At first glance “The Clothes Pin” seems more optimistic than many of her poems, but its impossible to ignore the underlying sadness conveyed in the third line.

The Clothes Pin

How much better it is
to carry wood to the fire
than to moan about your life.
How much better
to throw the garbage
onto the compost heap, or to pin the clean
sheet on the line
with a gray-brown wooden clothes pin.

Sometimes you can forget the sadness in your life by focusing on what has to be done as Kenyon seems to imply here, but in the end you probably need to do more than carry firewood, throw out the garbage, or hang clothes on the clothesline to find happiness.

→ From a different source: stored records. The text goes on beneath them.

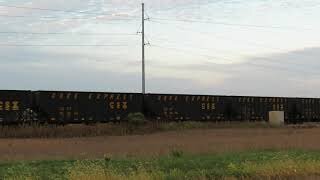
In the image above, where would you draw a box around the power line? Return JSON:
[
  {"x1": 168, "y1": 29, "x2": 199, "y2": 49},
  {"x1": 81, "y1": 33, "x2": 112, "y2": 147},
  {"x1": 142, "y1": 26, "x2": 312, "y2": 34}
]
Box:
[
  {"x1": 0, "y1": 4, "x2": 134, "y2": 16},
  {"x1": 151, "y1": 20, "x2": 320, "y2": 58},
  {"x1": 151, "y1": 45, "x2": 319, "y2": 75},
  {"x1": 0, "y1": 14, "x2": 138, "y2": 21},
  {"x1": 0, "y1": 31, "x2": 137, "y2": 36},
  {"x1": 151, "y1": 18, "x2": 314, "y2": 30},
  {"x1": 152, "y1": 37, "x2": 312, "y2": 67},
  {"x1": 0, "y1": 44, "x2": 129, "y2": 47}
]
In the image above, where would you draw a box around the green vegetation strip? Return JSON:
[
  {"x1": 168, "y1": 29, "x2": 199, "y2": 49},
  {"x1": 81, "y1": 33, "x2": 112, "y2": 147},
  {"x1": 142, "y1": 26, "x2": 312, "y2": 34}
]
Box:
[{"x1": 0, "y1": 150, "x2": 320, "y2": 180}]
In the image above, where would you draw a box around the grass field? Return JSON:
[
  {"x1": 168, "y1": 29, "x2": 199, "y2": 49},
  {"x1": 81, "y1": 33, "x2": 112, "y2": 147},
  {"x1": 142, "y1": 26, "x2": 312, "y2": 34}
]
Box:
[
  {"x1": 0, "y1": 121, "x2": 276, "y2": 138},
  {"x1": 0, "y1": 150, "x2": 320, "y2": 180}
]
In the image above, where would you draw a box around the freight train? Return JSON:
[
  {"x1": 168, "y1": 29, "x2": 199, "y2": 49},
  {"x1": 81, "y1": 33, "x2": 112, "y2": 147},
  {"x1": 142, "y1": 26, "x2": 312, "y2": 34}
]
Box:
[{"x1": 0, "y1": 90, "x2": 320, "y2": 124}]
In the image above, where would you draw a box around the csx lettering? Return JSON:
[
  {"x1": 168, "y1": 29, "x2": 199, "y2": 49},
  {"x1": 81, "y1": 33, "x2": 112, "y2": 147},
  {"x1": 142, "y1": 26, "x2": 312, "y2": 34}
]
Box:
[
  {"x1": 201, "y1": 103, "x2": 216, "y2": 110},
  {"x1": 4, "y1": 101, "x2": 11, "y2": 111},
  {"x1": 109, "y1": 102, "x2": 128, "y2": 110},
  {"x1": 12, "y1": 101, "x2": 20, "y2": 111}
]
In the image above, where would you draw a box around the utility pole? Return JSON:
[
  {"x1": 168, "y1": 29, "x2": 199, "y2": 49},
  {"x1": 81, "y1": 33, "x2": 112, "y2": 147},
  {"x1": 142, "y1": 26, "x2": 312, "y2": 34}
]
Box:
[{"x1": 141, "y1": 3, "x2": 146, "y2": 94}]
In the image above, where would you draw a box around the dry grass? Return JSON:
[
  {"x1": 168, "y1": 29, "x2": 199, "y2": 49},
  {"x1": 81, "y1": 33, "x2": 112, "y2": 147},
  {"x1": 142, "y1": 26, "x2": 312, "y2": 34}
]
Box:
[
  {"x1": 0, "y1": 127, "x2": 320, "y2": 160},
  {"x1": 0, "y1": 122, "x2": 271, "y2": 138}
]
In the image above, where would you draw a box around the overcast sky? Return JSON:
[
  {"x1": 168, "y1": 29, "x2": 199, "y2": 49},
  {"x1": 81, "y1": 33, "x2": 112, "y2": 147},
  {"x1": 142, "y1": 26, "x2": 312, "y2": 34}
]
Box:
[{"x1": 0, "y1": 0, "x2": 320, "y2": 97}]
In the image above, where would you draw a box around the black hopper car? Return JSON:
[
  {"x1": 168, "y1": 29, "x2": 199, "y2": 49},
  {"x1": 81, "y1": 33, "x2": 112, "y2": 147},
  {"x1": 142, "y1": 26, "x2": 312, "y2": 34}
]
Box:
[{"x1": 0, "y1": 90, "x2": 320, "y2": 124}]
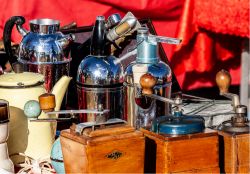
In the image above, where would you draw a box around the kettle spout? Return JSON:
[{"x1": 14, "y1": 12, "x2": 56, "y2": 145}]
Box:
[
  {"x1": 56, "y1": 34, "x2": 75, "y2": 49},
  {"x1": 52, "y1": 76, "x2": 72, "y2": 111}
]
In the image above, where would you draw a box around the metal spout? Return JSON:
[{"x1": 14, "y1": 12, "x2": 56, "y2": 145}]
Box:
[
  {"x1": 16, "y1": 25, "x2": 29, "y2": 37},
  {"x1": 56, "y1": 34, "x2": 75, "y2": 49}
]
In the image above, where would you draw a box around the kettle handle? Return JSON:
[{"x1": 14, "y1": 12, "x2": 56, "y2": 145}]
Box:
[{"x1": 3, "y1": 16, "x2": 25, "y2": 65}]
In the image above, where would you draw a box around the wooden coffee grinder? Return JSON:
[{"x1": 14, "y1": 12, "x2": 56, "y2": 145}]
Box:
[
  {"x1": 140, "y1": 74, "x2": 220, "y2": 173},
  {"x1": 32, "y1": 94, "x2": 145, "y2": 173},
  {"x1": 216, "y1": 70, "x2": 250, "y2": 173}
]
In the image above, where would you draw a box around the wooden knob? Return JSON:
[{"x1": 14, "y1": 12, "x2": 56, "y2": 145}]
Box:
[
  {"x1": 216, "y1": 69, "x2": 231, "y2": 95},
  {"x1": 38, "y1": 93, "x2": 56, "y2": 112},
  {"x1": 140, "y1": 73, "x2": 157, "y2": 94}
]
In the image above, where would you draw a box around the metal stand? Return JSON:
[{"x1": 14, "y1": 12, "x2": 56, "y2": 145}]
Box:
[{"x1": 240, "y1": 39, "x2": 250, "y2": 119}]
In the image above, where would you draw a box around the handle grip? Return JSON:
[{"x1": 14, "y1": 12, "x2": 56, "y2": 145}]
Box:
[{"x1": 3, "y1": 16, "x2": 25, "y2": 65}]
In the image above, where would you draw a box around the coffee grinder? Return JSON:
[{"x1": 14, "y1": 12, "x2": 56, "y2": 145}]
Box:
[
  {"x1": 140, "y1": 74, "x2": 219, "y2": 173},
  {"x1": 216, "y1": 70, "x2": 250, "y2": 173},
  {"x1": 0, "y1": 99, "x2": 14, "y2": 173}
]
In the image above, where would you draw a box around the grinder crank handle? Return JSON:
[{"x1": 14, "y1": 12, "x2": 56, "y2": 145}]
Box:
[
  {"x1": 216, "y1": 70, "x2": 240, "y2": 108},
  {"x1": 140, "y1": 73, "x2": 182, "y2": 105}
]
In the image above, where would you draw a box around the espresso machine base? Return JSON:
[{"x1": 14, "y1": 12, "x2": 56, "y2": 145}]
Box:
[{"x1": 141, "y1": 129, "x2": 220, "y2": 173}]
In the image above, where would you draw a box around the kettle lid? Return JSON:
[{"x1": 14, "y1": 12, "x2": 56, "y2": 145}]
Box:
[{"x1": 0, "y1": 72, "x2": 44, "y2": 88}]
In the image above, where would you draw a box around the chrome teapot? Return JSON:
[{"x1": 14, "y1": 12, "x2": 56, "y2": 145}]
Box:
[{"x1": 3, "y1": 16, "x2": 74, "y2": 92}]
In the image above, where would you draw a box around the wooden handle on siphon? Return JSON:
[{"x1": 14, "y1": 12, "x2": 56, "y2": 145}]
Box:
[
  {"x1": 216, "y1": 69, "x2": 231, "y2": 95},
  {"x1": 38, "y1": 93, "x2": 56, "y2": 112},
  {"x1": 140, "y1": 73, "x2": 157, "y2": 95}
]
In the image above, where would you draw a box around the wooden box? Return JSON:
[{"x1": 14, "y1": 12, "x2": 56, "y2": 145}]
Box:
[
  {"x1": 141, "y1": 129, "x2": 220, "y2": 173},
  {"x1": 60, "y1": 125, "x2": 145, "y2": 173},
  {"x1": 219, "y1": 131, "x2": 250, "y2": 173}
]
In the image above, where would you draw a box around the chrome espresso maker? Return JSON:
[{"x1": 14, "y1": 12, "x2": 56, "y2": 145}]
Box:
[
  {"x1": 123, "y1": 27, "x2": 181, "y2": 128},
  {"x1": 3, "y1": 16, "x2": 74, "y2": 92}
]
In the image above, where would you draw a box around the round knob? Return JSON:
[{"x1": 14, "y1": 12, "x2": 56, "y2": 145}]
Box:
[
  {"x1": 38, "y1": 93, "x2": 56, "y2": 112},
  {"x1": 216, "y1": 69, "x2": 231, "y2": 94},
  {"x1": 24, "y1": 100, "x2": 41, "y2": 118},
  {"x1": 140, "y1": 73, "x2": 157, "y2": 94}
]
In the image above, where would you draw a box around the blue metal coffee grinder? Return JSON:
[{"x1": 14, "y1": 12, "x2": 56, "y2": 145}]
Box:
[{"x1": 140, "y1": 73, "x2": 205, "y2": 135}]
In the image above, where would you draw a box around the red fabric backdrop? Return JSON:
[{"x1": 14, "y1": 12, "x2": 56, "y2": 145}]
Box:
[{"x1": 0, "y1": 0, "x2": 246, "y2": 89}]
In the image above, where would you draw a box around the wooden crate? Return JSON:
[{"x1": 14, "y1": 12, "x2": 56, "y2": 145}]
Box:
[
  {"x1": 141, "y1": 129, "x2": 220, "y2": 173},
  {"x1": 60, "y1": 126, "x2": 145, "y2": 173},
  {"x1": 219, "y1": 131, "x2": 250, "y2": 173}
]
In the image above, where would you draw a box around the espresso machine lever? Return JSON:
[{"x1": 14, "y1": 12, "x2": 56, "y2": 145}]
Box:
[
  {"x1": 140, "y1": 73, "x2": 182, "y2": 112},
  {"x1": 24, "y1": 93, "x2": 109, "y2": 123},
  {"x1": 216, "y1": 70, "x2": 240, "y2": 111}
]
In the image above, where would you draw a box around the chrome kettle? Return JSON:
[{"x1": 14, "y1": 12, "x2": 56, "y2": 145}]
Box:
[{"x1": 3, "y1": 16, "x2": 74, "y2": 91}]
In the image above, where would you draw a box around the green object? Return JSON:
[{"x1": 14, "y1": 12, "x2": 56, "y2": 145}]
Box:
[{"x1": 24, "y1": 100, "x2": 41, "y2": 118}]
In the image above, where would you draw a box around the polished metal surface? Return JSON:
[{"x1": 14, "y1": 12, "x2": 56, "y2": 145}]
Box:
[
  {"x1": 151, "y1": 115, "x2": 205, "y2": 135},
  {"x1": 76, "y1": 55, "x2": 124, "y2": 121},
  {"x1": 30, "y1": 19, "x2": 60, "y2": 34},
  {"x1": 106, "y1": 13, "x2": 121, "y2": 28},
  {"x1": 124, "y1": 61, "x2": 172, "y2": 128},
  {"x1": 76, "y1": 55, "x2": 123, "y2": 87},
  {"x1": 218, "y1": 120, "x2": 250, "y2": 133},
  {"x1": 22, "y1": 62, "x2": 70, "y2": 92},
  {"x1": 18, "y1": 32, "x2": 73, "y2": 64},
  {"x1": 17, "y1": 19, "x2": 74, "y2": 64},
  {"x1": 14, "y1": 19, "x2": 74, "y2": 92},
  {"x1": 77, "y1": 84, "x2": 124, "y2": 122}
]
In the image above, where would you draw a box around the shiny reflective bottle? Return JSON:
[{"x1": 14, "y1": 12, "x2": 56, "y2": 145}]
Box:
[
  {"x1": 76, "y1": 16, "x2": 124, "y2": 122},
  {"x1": 124, "y1": 28, "x2": 172, "y2": 128}
]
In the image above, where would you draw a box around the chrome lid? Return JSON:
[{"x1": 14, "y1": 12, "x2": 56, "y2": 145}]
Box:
[
  {"x1": 30, "y1": 19, "x2": 60, "y2": 34},
  {"x1": 0, "y1": 72, "x2": 44, "y2": 88},
  {"x1": 76, "y1": 55, "x2": 123, "y2": 86},
  {"x1": 124, "y1": 61, "x2": 172, "y2": 85}
]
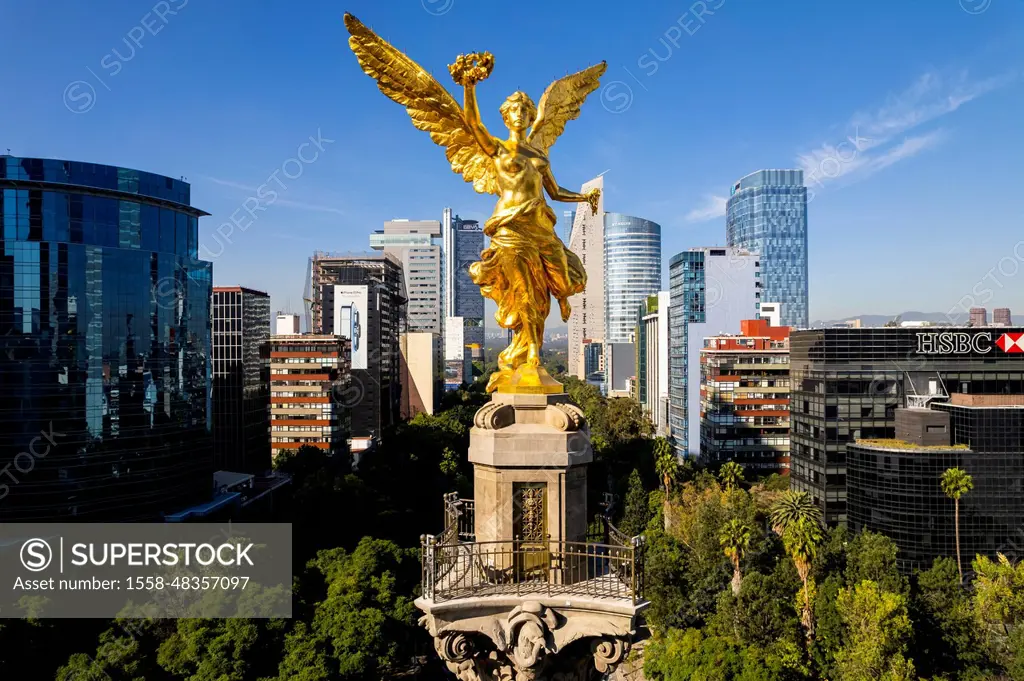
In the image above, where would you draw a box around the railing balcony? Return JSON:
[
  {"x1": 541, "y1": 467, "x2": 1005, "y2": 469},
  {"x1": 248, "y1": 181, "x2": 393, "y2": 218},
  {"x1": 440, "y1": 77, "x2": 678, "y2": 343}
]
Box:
[{"x1": 421, "y1": 494, "x2": 643, "y2": 605}]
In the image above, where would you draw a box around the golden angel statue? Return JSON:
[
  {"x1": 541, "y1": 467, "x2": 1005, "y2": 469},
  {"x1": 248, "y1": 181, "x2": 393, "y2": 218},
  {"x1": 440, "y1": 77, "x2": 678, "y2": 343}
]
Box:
[{"x1": 345, "y1": 14, "x2": 607, "y2": 393}]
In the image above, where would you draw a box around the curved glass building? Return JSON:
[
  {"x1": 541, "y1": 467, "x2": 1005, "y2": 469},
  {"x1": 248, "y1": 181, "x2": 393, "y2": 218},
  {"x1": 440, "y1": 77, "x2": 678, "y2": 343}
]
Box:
[
  {"x1": 604, "y1": 213, "x2": 662, "y2": 343},
  {"x1": 725, "y1": 170, "x2": 810, "y2": 329},
  {"x1": 0, "y1": 156, "x2": 212, "y2": 521}
]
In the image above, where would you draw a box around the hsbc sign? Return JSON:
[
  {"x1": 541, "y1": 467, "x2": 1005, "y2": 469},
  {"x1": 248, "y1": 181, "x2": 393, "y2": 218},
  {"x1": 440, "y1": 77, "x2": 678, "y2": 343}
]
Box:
[{"x1": 918, "y1": 331, "x2": 1024, "y2": 354}]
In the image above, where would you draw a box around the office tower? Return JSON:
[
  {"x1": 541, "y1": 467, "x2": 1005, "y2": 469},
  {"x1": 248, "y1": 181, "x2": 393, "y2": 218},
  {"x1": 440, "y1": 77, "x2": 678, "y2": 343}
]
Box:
[
  {"x1": 725, "y1": 170, "x2": 810, "y2": 329},
  {"x1": 311, "y1": 253, "x2": 406, "y2": 452},
  {"x1": 0, "y1": 156, "x2": 213, "y2": 522},
  {"x1": 370, "y1": 220, "x2": 444, "y2": 414},
  {"x1": 790, "y1": 327, "x2": 1024, "y2": 523},
  {"x1": 846, "y1": 401, "x2": 1024, "y2": 572},
  {"x1": 636, "y1": 291, "x2": 669, "y2": 435},
  {"x1": 700, "y1": 319, "x2": 790, "y2": 475},
  {"x1": 969, "y1": 307, "x2": 988, "y2": 327},
  {"x1": 274, "y1": 312, "x2": 301, "y2": 336},
  {"x1": 263, "y1": 334, "x2": 350, "y2": 459},
  {"x1": 400, "y1": 331, "x2": 441, "y2": 419},
  {"x1": 212, "y1": 286, "x2": 270, "y2": 473},
  {"x1": 441, "y1": 208, "x2": 484, "y2": 389},
  {"x1": 568, "y1": 176, "x2": 605, "y2": 380},
  {"x1": 602, "y1": 213, "x2": 662, "y2": 343},
  {"x1": 669, "y1": 247, "x2": 761, "y2": 458},
  {"x1": 758, "y1": 302, "x2": 782, "y2": 327},
  {"x1": 444, "y1": 316, "x2": 473, "y2": 390}
]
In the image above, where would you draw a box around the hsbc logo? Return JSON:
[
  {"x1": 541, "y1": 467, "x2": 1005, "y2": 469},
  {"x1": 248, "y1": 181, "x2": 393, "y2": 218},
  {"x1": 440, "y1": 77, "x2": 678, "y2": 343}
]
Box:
[{"x1": 918, "y1": 331, "x2": 1024, "y2": 354}]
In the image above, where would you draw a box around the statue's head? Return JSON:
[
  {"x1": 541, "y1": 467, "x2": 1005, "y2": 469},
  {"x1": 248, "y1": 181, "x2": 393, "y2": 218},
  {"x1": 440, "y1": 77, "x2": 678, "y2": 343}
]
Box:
[{"x1": 499, "y1": 92, "x2": 537, "y2": 132}]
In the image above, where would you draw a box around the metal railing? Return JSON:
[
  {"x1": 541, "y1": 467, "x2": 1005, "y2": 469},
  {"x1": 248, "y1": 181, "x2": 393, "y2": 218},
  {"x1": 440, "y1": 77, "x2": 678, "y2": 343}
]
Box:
[{"x1": 421, "y1": 494, "x2": 644, "y2": 604}]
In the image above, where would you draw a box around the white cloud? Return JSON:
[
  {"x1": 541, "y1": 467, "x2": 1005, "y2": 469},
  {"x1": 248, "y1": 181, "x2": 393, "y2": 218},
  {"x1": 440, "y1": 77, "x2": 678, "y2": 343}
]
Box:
[
  {"x1": 797, "y1": 71, "x2": 1016, "y2": 187},
  {"x1": 686, "y1": 195, "x2": 729, "y2": 222}
]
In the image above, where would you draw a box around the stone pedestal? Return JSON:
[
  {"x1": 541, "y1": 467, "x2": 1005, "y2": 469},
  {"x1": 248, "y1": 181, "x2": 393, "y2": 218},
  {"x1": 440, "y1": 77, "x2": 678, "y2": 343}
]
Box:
[
  {"x1": 416, "y1": 393, "x2": 646, "y2": 681},
  {"x1": 469, "y1": 393, "x2": 594, "y2": 542}
]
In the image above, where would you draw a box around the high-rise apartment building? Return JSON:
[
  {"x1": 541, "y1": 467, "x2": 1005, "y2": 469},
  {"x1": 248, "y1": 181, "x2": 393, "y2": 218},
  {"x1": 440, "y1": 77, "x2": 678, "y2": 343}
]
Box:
[
  {"x1": 970, "y1": 307, "x2": 988, "y2": 327},
  {"x1": 273, "y1": 312, "x2": 301, "y2": 336},
  {"x1": 211, "y1": 286, "x2": 270, "y2": 473},
  {"x1": 669, "y1": 247, "x2": 761, "y2": 458},
  {"x1": 700, "y1": 319, "x2": 790, "y2": 475},
  {"x1": 0, "y1": 156, "x2": 213, "y2": 522},
  {"x1": 602, "y1": 213, "x2": 662, "y2": 343},
  {"x1": 307, "y1": 253, "x2": 406, "y2": 452},
  {"x1": 399, "y1": 331, "x2": 443, "y2": 419},
  {"x1": 568, "y1": 176, "x2": 605, "y2": 380},
  {"x1": 263, "y1": 334, "x2": 350, "y2": 459},
  {"x1": 725, "y1": 170, "x2": 810, "y2": 329},
  {"x1": 441, "y1": 208, "x2": 484, "y2": 389},
  {"x1": 636, "y1": 291, "x2": 670, "y2": 435}
]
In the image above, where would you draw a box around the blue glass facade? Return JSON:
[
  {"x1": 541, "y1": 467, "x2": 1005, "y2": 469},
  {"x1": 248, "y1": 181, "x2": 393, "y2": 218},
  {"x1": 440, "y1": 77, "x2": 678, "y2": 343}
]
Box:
[
  {"x1": 725, "y1": 170, "x2": 810, "y2": 329},
  {"x1": 0, "y1": 156, "x2": 213, "y2": 521},
  {"x1": 669, "y1": 251, "x2": 706, "y2": 458},
  {"x1": 604, "y1": 213, "x2": 662, "y2": 343}
]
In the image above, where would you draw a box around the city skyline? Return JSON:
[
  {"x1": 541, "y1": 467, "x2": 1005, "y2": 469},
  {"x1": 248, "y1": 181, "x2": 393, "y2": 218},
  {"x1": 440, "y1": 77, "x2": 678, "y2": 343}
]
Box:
[{"x1": 6, "y1": 0, "x2": 1024, "y2": 321}]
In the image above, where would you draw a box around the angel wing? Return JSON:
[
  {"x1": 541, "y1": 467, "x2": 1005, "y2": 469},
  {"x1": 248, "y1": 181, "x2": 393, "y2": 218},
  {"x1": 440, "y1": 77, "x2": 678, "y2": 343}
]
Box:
[
  {"x1": 345, "y1": 14, "x2": 501, "y2": 195},
  {"x1": 526, "y1": 61, "x2": 608, "y2": 152}
]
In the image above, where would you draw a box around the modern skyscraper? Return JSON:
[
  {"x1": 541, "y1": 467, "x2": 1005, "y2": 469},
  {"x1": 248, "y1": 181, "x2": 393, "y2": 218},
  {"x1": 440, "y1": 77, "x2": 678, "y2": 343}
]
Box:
[
  {"x1": 970, "y1": 307, "x2": 988, "y2": 327},
  {"x1": 273, "y1": 312, "x2": 301, "y2": 336},
  {"x1": 568, "y1": 176, "x2": 605, "y2": 380},
  {"x1": 846, "y1": 401, "x2": 1024, "y2": 572},
  {"x1": 669, "y1": 248, "x2": 761, "y2": 458},
  {"x1": 212, "y1": 286, "x2": 270, "y2": 473},
  {"x1": 0, "y1": 156, "x2": 213, "y2": 522},
  {"x1": 307, "y1": 253, "x2": 406, "y2": 452},
  {"x1": 602, "y1": 213, "x2": 662, "y2": 343},
  {"x1": 700, "y1": 315, "x2": 790, "y2": 475},
  {"x1": 441, "y1": 208, "x2": 484, "y2": 388},
  {"x1": 263, "y1": 334, "x2": 350, "y2": 459},
  {"x1": 725, "y1": 170, "x2": 810, "y2": 329},
  {"x1": 790, "y1": 326, "x2": 1024, "y2": 523},
  {"x1": 636, "y1": 291, "x2": 670, "y2": 435}
]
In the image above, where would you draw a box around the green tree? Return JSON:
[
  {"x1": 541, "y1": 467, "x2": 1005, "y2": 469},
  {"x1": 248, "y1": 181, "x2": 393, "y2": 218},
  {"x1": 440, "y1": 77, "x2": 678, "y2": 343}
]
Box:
[
  {"x1": 654, "y1": 437, "x2": 679, "y2": 493},
  {"x1": 974, "y1": 553, "x2": 1024, "y2": 681},
  {"x1": 279, "y1": 538, "x2": 420, "y2": 681},
  {"x1": 836, "y1": 581, "x2": 918, "y2": 681},
  {"x1": 618, "y1": 468, "x2": 650, "y2": 537},
  {"x1": 782, "y1": 518, "x2": 824, "y2": 643},
  {"x1": 940, "y1": 468, "x2": 974, "y2": 582},
  {"x1": 771, "y1": 490, "x2": 821, "y2": 537},
  {"x1": 719, "y1": 518, "x2": 751, "y2": 595},
  {"x1": 718, "y1": 461, "x2": 743, "y2": 490}
]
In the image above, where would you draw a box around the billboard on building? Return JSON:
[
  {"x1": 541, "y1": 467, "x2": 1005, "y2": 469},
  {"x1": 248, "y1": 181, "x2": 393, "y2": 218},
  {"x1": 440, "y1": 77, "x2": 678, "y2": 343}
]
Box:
[{"x1": 334, "y1": 286, "x2": 370, "y2": 369}]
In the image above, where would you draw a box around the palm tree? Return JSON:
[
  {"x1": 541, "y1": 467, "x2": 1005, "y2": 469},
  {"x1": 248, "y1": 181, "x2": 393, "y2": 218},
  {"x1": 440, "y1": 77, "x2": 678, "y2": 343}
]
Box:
[
  {"x1": 941, "y1": 468, "x2": 974, "y2": 584},
  {"x1": 718, "y1": 518, "x2": 751, "y2": 596},
  {"x1": 782, "y1": 517, "x2": 824, "y2": 646},
  {"x1": 654, "y1": 437, "x2": 679, "y2": 499},
  {"x1": 718, "y1": 461, "x2": 743, "y2": 490},
  {"x1": 771, "y1": 490, "x2": 821, "y2": 538}
]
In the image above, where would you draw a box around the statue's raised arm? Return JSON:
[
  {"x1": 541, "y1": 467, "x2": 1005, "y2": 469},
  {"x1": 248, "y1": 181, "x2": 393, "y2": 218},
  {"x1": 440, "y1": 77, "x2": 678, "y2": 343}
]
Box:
[{"x1": 345, "y1": 14, "x2": 499, "y2": 194}]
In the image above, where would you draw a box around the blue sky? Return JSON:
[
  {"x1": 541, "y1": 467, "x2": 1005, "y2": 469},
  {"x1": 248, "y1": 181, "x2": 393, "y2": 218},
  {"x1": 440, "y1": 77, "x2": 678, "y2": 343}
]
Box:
[{"x1": 0, "y1": 0, "x2": 1024, "y2": 320}]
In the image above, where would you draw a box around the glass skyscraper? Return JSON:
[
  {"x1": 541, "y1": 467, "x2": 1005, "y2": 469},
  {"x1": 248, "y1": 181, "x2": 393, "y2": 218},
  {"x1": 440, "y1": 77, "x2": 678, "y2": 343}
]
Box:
[
  {"x1": 669, "y1": 248, "x2": 761, "y2": 458},
  {"x1": 604, "y1": 213, "x2": 662, "y2": 343},
  {"x1": 0, "y1": 156, "x2": 213, "y2": 521},
  {"x1": 725, "y1": 170, "x2": 810, "y2": 329}
]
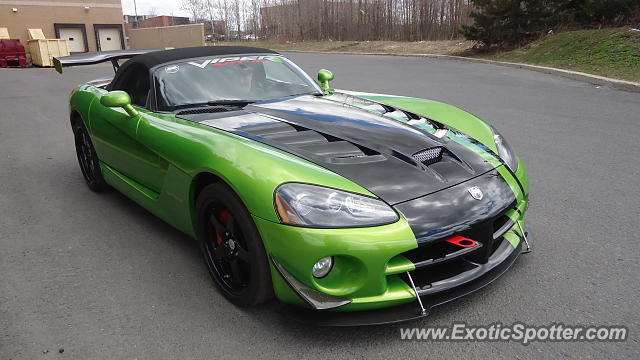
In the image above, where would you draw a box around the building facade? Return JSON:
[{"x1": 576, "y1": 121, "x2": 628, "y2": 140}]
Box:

A little later, her poems reminded me of Theodore Roethke’s poetry. Kenyon was bipolar, and it is manifested in her poetry the same way it was in Roethke’s poetry. There seem to be an awful lot of bipolar poets, but Kenyon directly alludes to Roethke in several of her poems, as in this one.

Afternoon in the House

It’s quiet here. The cats
sprawl, each
in a favored place.
The geranium leans this way
to see if I’m writing about her:
head all petals, brown
stalks, and those green fans.
So you see,
I am writing about you.

I turn on the radio. Wrong.

Let’s not have any noise
in this room, except
the sound of a voice reading a poem.

The cats request

The Meadow Mouse by Theodore Roethke.

The house settles down on its haunches
for a doze.

I know you are with me, plants,

and cats—and even so, I’m frightened,

sitting in the middle of perfect

Kenyon refers directly to Roethke’s The Meadow Mouse but Roethke lovers would certainly see a closer connection to Roethke’s The Geranium. These lines from “The Geranium” seem particularly relevant here: ‘Near the end, she seemed almost to hear me--/ And that was scary--” Almost as scary as “sitting in the middle of perfect/ possibility,” I’d imagine.